Editor's note: Hank Zucker is president of Creative Research Systems, Petaluma, Calif.
"Level of significance" is a misleading term that many researchers do not fully understand. This article may help you understand the concept of statistical significance and the meaning of significance numbers.
In normal English, "significant" means important, while in statistics "significant" means probably true. A research finding may be true without being important. When statisticians say a result is "highly significant" they mean it is very probably true. They do not necessarily mean it is highly important.
Take a look at the table below. The bottom group of chi- (pronounced kie, like pie) squares shows two rows of figures. The figures of 0.07 and 24.37 are the chi-square statistics themselves. The meaning of the statistic depends on the exact numbers of rows and columns and the sample size and may be ignored for the purposes of this article. Interested readers may wish to consult a statistics text for a complete explanation. The second row contains values p = .795 and p = .001. These are the significance levels.
TABLE 1: Do you buy Brand X gasoline?
Area Type of Vehicle Driven
Total Center City Suburb Car Truck Van Compact
Unweighted base 713 361 352 247 150 44 180
50.6% 49.4% 34.6% 21.0% 6.2% 25.2%
Yes 428 215 213 131 74 29 131
60.0% 59.6% 60.5% 53.0% 49.3% 65.9% 72.8%
No 285 146 139 116 76 15 49
40.0% 40.4% 39.5% 47.0% 50.7% 34.1% 27.2%
Chi-square 0.07 24.37
p=.795 p=.001
Significance levels show you how probably true a result is. The most common level used to mean something is likely enough to be believed is 95 percent. This means that the finding has a 95 percent chance of being true. However, this value is also shown in a misleading way. No statistical package will show you "95 percent" or ".95" to indicate this level. Instead, it will show you ".05", meaning that the finding has a five percent (.05) chance of not being true, which is the same as a 95 percent chance of being true.
To find the significance level subtract the number shown from one. For example, a value of ".01" means there is a 99 percent (1 - .01 = .99) chance of it being true. In this table, there is a probably no difference in the purchase of Brand X gasoline by people in the city center and the suburbs, because p = .795 (i.e., there is only a 20.5 percent chance that the difference is true). In contrast, the high significance level (p = .001 or 99.9 percent) indicates there is very probably a genuine difference in purchasing Brand X gasoline by owners of different vehicles in the population from which this sample was drawn.
My company's cross tab program, the Survey System, uses significance levels in several statistical tests.

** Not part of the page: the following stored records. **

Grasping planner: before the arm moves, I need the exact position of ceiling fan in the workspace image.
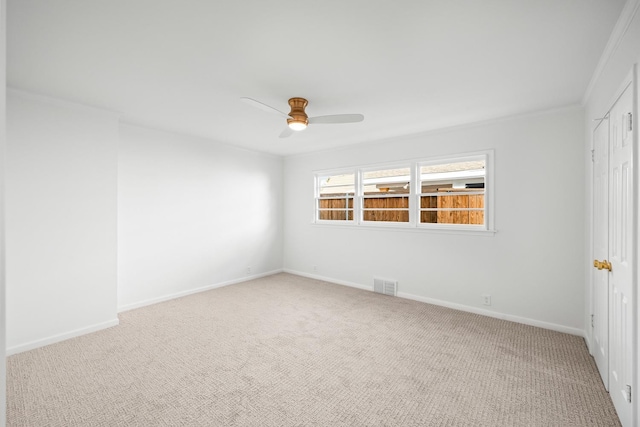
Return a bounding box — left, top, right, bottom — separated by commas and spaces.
240, 97, 364, 138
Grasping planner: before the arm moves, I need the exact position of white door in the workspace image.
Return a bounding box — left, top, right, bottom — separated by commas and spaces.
608, 80, 635, 426
591, 116, 609, 390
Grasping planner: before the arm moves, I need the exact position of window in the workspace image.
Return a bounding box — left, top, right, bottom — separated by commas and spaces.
316, 173, 356, 221
361, 167, 411, 222
315, 151, 493, 231
419, 158, 486, 225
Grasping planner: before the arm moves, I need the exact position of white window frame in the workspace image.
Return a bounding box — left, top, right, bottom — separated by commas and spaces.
313, 169, 358, 225
414, 151, 493, 231
312, 150, 495, 234
354, 161, 415, 227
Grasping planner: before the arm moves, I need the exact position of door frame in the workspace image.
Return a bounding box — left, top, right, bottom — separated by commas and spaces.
584, 63, 640, 425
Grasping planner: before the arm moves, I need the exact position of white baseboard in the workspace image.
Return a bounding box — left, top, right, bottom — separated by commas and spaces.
284, 269, 586, 337
7, 317, 120, 356
118, 269, 283, 313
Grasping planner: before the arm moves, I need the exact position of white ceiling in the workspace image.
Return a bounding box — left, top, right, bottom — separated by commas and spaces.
7, 0, 624, 155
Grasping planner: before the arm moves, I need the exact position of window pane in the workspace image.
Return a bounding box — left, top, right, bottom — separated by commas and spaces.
318, 173, 356, 197
318, 209, 353, 221
420, 159, 485, 225
362, 168, 411, 195
362, 210, 409, 222
316, 173, 356, 221
362, 167, 411, 222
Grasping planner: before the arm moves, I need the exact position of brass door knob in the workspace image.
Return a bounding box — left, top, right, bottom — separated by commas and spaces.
593, 259, 611, 271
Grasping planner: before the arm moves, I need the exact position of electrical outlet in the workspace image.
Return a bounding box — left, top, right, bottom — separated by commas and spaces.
482, 294, 491, 305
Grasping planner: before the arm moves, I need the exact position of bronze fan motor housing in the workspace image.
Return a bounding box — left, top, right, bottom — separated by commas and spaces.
287, 98, 309, 126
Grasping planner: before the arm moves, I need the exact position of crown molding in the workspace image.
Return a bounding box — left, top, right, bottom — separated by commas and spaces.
582, 0, 640, 105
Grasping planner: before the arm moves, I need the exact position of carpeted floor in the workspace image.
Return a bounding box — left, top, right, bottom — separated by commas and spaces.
7, 274, 619, 427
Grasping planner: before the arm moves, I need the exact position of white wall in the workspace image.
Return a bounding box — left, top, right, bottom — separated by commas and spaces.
118, 125, 282, 310
6, 90, 118, 353
284, 107, 585, 334
0, 0, 7, 427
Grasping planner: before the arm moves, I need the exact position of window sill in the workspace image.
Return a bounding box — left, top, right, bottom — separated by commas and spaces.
311, 221, 498, 236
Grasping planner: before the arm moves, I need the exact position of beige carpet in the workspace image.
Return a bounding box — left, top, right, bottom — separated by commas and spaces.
7, 274, 619, 427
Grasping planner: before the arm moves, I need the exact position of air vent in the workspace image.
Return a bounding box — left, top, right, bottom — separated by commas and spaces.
373, 277, 398, 296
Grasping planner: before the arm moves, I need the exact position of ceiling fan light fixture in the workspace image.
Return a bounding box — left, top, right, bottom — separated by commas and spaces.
287, 119, 307, 131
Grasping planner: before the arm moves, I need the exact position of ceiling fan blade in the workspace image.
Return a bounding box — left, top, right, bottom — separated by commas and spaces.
309, 114, 364, 124
280, 126, 294, 138
240, 97, 289, 118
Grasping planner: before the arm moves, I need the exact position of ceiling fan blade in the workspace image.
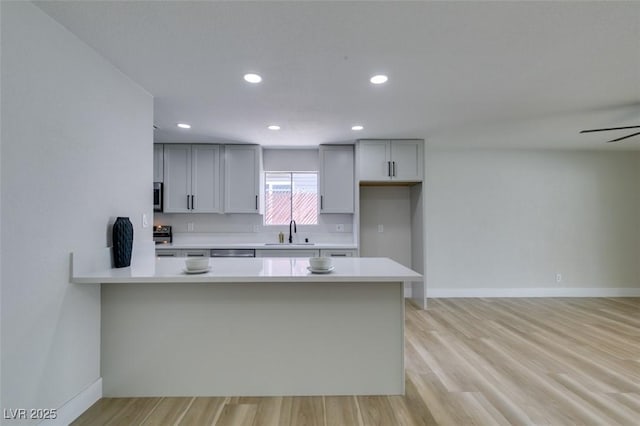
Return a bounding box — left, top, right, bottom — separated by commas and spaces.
607, 132, 640, 143
580, 126, 640, 133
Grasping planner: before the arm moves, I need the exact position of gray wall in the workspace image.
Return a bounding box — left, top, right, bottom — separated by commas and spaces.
0, 2, 153, 416
360, 186, 411, 268
425, 149, 640, 290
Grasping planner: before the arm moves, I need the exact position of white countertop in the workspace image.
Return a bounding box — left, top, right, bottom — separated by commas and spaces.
71, 257, 422, 284
156, 242, 358, 250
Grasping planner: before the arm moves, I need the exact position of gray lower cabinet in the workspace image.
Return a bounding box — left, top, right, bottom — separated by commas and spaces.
156, 249, 211, 257
256, 249, 320, 257
156, 249, 182, 257
320, 249, 356, 257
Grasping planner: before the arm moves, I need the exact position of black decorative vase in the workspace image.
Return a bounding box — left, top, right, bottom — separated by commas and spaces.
111, 217, 133, 268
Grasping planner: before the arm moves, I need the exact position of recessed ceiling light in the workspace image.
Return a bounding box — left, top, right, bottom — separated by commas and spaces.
244, 74, 262, 83
369, 74, 389, 84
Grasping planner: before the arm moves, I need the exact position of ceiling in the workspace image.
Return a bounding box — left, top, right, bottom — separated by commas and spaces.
36, 1, 640, 150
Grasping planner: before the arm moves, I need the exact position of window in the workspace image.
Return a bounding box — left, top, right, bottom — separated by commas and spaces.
264, 172, 318, 225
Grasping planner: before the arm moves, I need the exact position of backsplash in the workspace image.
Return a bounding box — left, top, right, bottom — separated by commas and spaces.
153, 213, 355, 244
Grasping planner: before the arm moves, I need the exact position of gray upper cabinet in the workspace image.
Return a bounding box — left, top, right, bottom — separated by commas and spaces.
358, 139, 424, 182
224, 145, 262, 213
320, 145, 355, 213
153, 144, 164, 182
164, 144, 222, 213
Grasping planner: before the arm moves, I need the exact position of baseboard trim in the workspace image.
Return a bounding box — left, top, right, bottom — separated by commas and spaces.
427, 287, 640, 299
39, 377, 102, 426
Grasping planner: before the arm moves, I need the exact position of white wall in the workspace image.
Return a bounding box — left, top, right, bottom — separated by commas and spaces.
360, 186, 411, 268
262, 148, 320, 172
0, 2, 153, 420
425, 149, 640, 296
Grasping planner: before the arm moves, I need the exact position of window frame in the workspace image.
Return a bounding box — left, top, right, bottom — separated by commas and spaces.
262, 170, 320, 229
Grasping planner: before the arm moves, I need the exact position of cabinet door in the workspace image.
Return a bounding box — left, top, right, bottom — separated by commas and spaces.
180, 249, 211, 257
256, 249, 320, 257
153, 144, 164, 182
320, 145, 355, 213
358, 140, 391, 182
391, 140, 424, 182
320, 249, 356, 257
164, 144, 191, 213
224, 145, 260, 213
156, 249, 182, 257
191, 145, 222, 213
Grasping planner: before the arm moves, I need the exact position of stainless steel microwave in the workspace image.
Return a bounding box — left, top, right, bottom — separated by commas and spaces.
153, 182, 162, 212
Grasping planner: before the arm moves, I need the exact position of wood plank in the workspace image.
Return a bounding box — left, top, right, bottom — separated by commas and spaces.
178, 397, 227, 426
73, 298, 640, 426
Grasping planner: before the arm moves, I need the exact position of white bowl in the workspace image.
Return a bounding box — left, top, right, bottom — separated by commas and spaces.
309, 257, 333, 269
184, 257, 209, 271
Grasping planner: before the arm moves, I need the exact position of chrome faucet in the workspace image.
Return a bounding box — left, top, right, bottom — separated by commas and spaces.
289, 219, 298, 244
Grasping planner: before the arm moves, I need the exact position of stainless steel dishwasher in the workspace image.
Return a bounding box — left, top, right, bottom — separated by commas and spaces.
210, 249, 256, 257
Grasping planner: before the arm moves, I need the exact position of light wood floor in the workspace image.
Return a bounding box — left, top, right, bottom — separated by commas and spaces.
73, 298, 640, 426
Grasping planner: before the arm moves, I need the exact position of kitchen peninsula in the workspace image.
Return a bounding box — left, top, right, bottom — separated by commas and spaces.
72, 253, 421, 397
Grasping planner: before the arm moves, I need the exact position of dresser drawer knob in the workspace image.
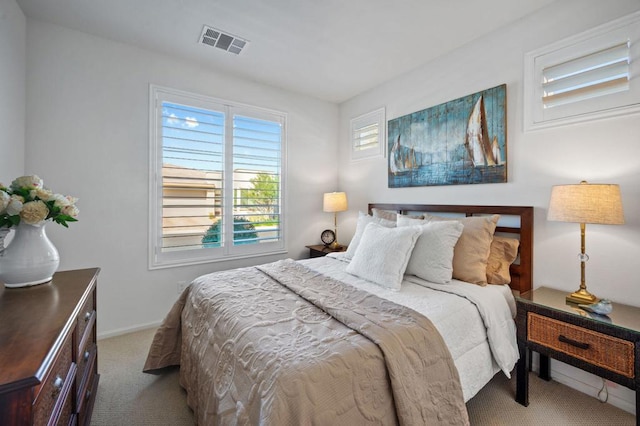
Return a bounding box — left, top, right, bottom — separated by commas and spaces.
51, 375, 64, 398
558, 334, 589, 349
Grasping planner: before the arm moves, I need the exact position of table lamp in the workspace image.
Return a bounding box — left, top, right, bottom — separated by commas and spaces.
322, 192, 347, 249
547, 181, 624, 304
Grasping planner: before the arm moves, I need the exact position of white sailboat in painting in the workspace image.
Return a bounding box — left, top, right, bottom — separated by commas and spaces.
389, 135, 418, 175
464, 96, 502, 167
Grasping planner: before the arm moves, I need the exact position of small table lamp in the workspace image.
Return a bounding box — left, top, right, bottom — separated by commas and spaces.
547, 181, 624, 304
322, 192, 347, 249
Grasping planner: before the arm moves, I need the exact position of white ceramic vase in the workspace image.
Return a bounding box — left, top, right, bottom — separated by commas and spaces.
0, 222, 60, 288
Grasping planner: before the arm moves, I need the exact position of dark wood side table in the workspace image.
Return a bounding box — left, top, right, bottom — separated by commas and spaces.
0, 268, 100, 426
516, 287, 640, 426
305, 244, 347, 257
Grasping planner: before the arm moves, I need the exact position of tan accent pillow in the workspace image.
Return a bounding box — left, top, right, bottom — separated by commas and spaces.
425, 214, 500, 286
487, 236, 520, 284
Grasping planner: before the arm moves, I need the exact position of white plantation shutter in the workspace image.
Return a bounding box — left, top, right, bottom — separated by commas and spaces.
542, 41, 631, 108
233, 115, 282, 250
149, 86, 285, 269
351, 108, 386, 160
524, 12, 640, 130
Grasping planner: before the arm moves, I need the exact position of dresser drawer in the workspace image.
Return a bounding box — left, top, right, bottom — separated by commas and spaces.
78, 363, 98, 426
33, 335, 76, 425
527, 312, 634, 378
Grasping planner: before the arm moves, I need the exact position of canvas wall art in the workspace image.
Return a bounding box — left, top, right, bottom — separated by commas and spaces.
387, 84, 507, 188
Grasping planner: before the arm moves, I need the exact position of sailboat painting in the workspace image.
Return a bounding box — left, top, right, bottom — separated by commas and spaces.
387, 84, 507, 188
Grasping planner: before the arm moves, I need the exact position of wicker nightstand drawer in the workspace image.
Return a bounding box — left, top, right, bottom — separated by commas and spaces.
527, 312, 634, 378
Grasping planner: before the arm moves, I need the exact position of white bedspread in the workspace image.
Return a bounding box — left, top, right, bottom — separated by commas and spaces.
300, 253, 519, 401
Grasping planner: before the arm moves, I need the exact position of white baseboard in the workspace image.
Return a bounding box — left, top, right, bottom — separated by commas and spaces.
97, 321, 162, 340
533, 353, 636, 415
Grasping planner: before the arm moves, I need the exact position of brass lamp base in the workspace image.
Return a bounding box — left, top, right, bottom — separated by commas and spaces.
567, 288, 598, 304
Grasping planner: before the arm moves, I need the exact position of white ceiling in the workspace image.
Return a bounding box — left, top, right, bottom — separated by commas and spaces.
16, 0, 555, 103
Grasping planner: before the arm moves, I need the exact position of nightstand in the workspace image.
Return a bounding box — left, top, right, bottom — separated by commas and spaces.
516, 287, 640, 425
305, 244, 347, 257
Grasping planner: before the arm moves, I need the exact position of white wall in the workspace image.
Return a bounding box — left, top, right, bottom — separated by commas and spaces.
339, 0, 640, 411
0, 0, 27, 181
26, 19, 338, 336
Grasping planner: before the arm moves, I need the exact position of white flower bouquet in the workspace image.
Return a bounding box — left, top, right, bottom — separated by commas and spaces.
0, 175, 80, 229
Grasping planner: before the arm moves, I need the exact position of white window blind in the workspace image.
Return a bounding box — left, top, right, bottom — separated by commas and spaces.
351, 108, 386, 160
524, 13, 640, 130
542, 41, 631, 108
149, 86, 285, 268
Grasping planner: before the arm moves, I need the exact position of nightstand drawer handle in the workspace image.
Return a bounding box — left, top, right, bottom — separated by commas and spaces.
558, 334, 589, 349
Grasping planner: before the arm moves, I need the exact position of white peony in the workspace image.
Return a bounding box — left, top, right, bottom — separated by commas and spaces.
6, 195, 24, 216
47, 194, 71, 208
20, 200, 49, 225
60, 204, 80, 217
29, 188, 53, 201
0, 190, 11, 214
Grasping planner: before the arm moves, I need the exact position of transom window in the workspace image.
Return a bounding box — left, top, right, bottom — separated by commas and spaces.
149, 86, 285, 269
524, 12, 640, 130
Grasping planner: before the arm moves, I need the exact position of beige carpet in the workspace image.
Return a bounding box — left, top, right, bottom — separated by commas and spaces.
91, 330, 635, 426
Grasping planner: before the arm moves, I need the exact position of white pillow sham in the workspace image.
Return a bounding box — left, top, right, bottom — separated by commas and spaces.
398, 215, 464, 284
344, 212, 396, 259
346, 223, 422, 290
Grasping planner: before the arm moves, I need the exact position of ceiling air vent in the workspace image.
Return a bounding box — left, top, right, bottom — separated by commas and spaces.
200, 25, 249, 55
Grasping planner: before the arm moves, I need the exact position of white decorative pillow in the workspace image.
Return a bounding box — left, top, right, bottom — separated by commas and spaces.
346, 223, 422, 290
344, 212, 396, 259
426, 214, 500, 286
371, 207, 397, 222
398, 220, 464, 284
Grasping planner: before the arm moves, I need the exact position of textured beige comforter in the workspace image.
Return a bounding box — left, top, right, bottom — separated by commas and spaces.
144, 260, 468, 426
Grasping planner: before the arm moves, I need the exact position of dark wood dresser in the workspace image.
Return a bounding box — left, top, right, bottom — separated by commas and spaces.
0, 268, 100, 426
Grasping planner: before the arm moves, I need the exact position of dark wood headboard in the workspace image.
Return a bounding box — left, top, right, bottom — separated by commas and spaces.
369, 203, 533, 293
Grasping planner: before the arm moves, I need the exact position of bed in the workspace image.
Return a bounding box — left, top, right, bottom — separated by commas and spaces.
144, 203, 533, 425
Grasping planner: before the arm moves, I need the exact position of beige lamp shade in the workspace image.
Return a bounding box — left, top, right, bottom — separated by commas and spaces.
322, 192, 347, 213
547, 181, 624, 225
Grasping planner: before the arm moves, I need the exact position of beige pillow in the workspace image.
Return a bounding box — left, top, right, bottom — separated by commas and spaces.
487, 236, 520, 284
426, 214, 500, 286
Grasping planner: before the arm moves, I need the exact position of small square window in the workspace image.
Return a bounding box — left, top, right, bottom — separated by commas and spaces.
351, 108, 387, 160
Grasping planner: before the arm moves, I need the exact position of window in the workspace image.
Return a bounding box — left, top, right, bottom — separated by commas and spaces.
524, 13, 640, 130
149, 86, 286, 269
351, 108, 386, 160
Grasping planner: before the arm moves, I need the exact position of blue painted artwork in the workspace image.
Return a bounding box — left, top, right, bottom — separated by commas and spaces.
387, 84, 507, 188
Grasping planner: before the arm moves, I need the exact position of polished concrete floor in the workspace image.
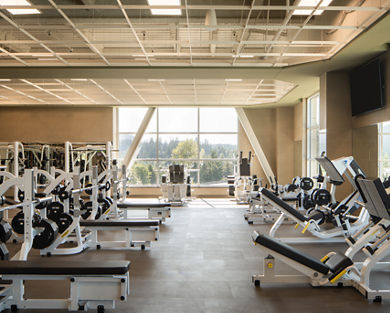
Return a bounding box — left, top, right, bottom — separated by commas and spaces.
8, 199, 390, 313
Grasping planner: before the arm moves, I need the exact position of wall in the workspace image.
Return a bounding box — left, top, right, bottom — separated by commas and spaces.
352, 49, 390, 128
0, 107, 113, 143
238, 107, 295, 185
320, 71, 352, 198
352, 125, 378, 178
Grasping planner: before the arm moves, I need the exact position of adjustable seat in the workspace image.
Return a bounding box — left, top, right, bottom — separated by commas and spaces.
80, 220, 160, 250
261, 188, 308, 223
0, 260, 130, 313
117, 201, 172, 222
252, 232, 353, 286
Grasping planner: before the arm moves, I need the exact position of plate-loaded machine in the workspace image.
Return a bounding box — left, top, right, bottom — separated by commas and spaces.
252, 179, 390, 302
106, 161, 172, 224
0, 169, 130, 313
260, 157, 370, 243
41, 167, 159, 255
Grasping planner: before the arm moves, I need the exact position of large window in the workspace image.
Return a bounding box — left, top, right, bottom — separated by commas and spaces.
306, 94, 326, 176
378, 122, 390, 179
118, 108, 238, 185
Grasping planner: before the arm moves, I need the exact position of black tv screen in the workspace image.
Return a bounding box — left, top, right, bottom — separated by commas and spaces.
350, 59, 385, 116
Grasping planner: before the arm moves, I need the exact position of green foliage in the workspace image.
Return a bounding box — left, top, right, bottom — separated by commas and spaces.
171, 139, 198, 159
121, 136, 237, 185
130, 162, 153, 185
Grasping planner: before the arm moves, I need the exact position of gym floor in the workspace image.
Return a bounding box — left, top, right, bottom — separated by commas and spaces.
10, 199, 390, 313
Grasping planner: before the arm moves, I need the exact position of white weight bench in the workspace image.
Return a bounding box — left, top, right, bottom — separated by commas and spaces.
0, 260, 130, 313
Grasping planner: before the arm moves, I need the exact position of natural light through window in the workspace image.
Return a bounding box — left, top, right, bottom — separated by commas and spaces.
306, 94, 326, 176
118, 108, 238, 186
378, 122, 390, 179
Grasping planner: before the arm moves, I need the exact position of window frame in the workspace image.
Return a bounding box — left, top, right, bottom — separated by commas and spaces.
377, 121, 390, 179
306, 92, 326, 177
116, 107, 239, 187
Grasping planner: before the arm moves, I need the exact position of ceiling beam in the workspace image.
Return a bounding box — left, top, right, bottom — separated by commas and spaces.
1, 4, 386, 11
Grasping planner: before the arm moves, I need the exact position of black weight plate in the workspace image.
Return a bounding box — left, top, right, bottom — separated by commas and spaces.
11, 211, 24, 235
18, 189, 24, 202
81, 201, 102, 220
46, 201, 64, 221
32, 219, 58, 249
106, 197, 114, 204
313, 189, 332, 205
0, 220, 12, 243
299, 177, 314, 191
54, 213, 73, 234
98, 198, 111, 214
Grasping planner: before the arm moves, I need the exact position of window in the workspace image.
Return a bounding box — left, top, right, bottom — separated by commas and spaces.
306, 94, 326, 176
118, 108, 238, 186
378, 122, 390, 179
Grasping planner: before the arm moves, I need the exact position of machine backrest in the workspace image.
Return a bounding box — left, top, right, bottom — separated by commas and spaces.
359, 178, 390, 220
315, 156, 344, 185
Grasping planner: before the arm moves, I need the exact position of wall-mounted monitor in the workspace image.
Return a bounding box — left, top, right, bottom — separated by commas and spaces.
349, 58, 385, 116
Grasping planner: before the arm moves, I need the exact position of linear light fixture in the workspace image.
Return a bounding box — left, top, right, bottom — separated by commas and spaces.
0, 0, 41, 15
293, 0, 332, 15
225, 78, 242, 82
148, 0, 181, 15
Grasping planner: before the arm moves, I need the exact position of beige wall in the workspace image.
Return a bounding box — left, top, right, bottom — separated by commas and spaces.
352, 50, 390, 128
320, 71, 352, 198
352, 125, 378, 177
238, 107, 296, 185
0, 107, 113, 143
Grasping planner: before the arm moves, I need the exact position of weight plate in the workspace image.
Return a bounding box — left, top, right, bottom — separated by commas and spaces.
54, 213, 73, 234
0, 220, 12, 243
46, 201, 64, 221
299, 177, 314, 191
11, 211, 24, 235
32, 219, 58, 250
18, 189, 24, 202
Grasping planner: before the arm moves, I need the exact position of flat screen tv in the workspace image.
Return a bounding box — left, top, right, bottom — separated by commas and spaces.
350, 58, 385, 116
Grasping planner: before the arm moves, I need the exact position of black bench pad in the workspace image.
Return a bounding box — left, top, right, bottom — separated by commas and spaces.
261, 188, 308, 222
0, 260, 130, 276
253, 232, 329, 275
118, 201, 172, 209
80, 220, 159, 227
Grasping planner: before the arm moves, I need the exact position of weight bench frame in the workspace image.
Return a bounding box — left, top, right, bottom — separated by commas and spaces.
85, 221, 159, 250
252, 232, 353, 287
0, 264, 130, 312
114, 203, 171, 224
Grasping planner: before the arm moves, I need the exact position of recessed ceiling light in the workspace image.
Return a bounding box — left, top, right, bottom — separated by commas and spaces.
233, 54, 255, 58
0, 0, 41, 15
148, 78, 165, 82
225, 78, 242, 82
148, 0, 181, 15
293, 0, 332, 15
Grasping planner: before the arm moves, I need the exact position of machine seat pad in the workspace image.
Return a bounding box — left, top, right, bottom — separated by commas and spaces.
282, 197, 298, 202
80, 220, 159, 227
261, 188, 308, 222
0, 259, 130, 276
325, 252, 353, 273
118, 201, 172, 209
253, 232, 329, 275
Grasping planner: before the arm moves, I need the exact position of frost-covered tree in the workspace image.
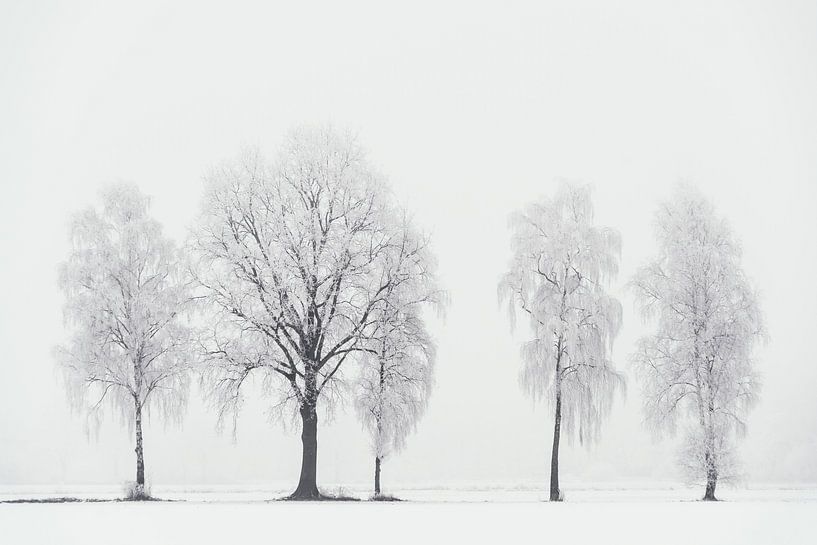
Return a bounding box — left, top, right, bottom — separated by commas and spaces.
355, 232, 444, 496
56, 184, 192, 497
192, 129, 440, 499
630, 187, 763, 500
499, 183, 624, 501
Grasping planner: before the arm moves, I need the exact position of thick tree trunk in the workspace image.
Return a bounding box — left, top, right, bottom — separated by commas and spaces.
550, 389, 562, 501
704, 472, 718, 501
135, 402, 145, 498
290, 404, 321, 500
374, 456, 380, 496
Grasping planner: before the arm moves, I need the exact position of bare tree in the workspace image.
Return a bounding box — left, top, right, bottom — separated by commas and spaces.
498, 183, 624, 501
630, 187, 763, 500
192, 129, 436, 499
57, 184, 191, 497
355, 222, 444, 497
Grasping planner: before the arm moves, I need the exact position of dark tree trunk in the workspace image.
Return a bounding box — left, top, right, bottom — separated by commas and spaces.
550, 386, 562, 501
704, 453, 718, 501
135, 402, 145, 497
374, 456, 380, 496
290, 404, 321, 500
704, 475, 718, 501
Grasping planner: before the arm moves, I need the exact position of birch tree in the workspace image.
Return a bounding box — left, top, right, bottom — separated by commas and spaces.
192, 129, 440, 499
499, 183, 624, 501
630, 187, 763, 500
355, 228, 444, 497
57, 184, 191, 498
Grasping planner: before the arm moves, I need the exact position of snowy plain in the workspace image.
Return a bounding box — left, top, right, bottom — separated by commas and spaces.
0, 483, 817, 545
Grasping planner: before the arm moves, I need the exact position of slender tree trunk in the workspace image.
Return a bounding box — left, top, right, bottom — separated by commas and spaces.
704, 469, 718, 501
290, 403, 321, 500
374, 456, 380, 496
550, 390, 562, 501
704, 425, 718, 501
135, 401, 145, 498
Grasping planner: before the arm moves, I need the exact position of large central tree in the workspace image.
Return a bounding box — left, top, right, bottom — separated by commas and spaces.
499, 183, 624, 501
192, 129, 436, 499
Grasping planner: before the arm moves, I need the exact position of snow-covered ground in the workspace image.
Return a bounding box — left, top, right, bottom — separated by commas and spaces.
0, 485, 817, 545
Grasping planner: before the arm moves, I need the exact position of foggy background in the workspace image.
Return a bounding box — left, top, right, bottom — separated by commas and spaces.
0, 1, 817, 486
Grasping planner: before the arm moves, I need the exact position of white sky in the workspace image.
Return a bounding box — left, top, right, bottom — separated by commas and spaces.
0, 0, 817, 487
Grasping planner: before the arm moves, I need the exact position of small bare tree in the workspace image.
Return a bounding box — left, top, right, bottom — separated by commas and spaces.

In all cases, the p value tells you how likely something is not to be true. If a chi-square test shows p = .04, it means that there is a 96 percent (1 - .04 = 0.96) chance that the answers given by different groups in a banner really are different. If a t-test reports a probability of .07, it means that there is a 93 percent chance that the two means being compared would be truly different if you looked at the entire population.
People sometimes think that the 95 percent significance level is sacred. If a test shows a .06 probability, it means that it has a 94 percent chance of being true. You can't be quite as sure about it as if it had a 95 percent chance of being true, but the odds still are that it is true. The 95 percent level comes from academic publications, where a theory usually has to have at least a 95 percent chance of being true to be considered worth reporting. In the business world if something has a 90 percent chance of being true (p = .1, it certainly can't be considered proven, but it may be better to act as if it were true rather than false.
If you do a large number of tests, false positive results are a problem. Remember that a 95 percent chance of something being true means there is a 5 percent chance of it being false. This means that of every 100 tests that show a significant at the 95 percent level, the odds are that five of them do so incorrectly. If you took a totally random, meaningless set of data and did 100 significance tests, the odds are that five test would be incorrectly reported significant. As you can see, the more tests you do, the more a problem these false positives are. You cannot tell which the false results are -- you just know they are there.
Limiting the number of tests to a small group chosen before the data is collected is one way to reduce the problem. If this isn't practical there are other ways of solving this problem. The best approach from a statistical point of view is to repeat the study and see if you get the same results. If something is statistically significant in two separate studies, it is probably true. In real life it is not usually practical to repeat a survey, but you can use the split halves technique of dividing your sample randomly into two halves and doing the tests on each. If something is significant in both halves, it is probably true. The main problem with this technique is that when you halve the sample size, a difference has to be larger to be statistically significant. This is because the margin of error in a sample increases as the sample size decreases.
A final common error is also important. Most significance tests assume you have a truly random sample. If your sample is not truly random, a significance test may overstate the accuracy of the results, because the test only considers random error. It cannot consider biases resulting from non-random error (for example a badly selected sample).
To summarize:
- "Significant" need not mean "important."
- Probability values should be read in reverse (1 - p).
- Too many significance tests will show some falsely significant relationships.
- Check your sampling procedure to avoid bias.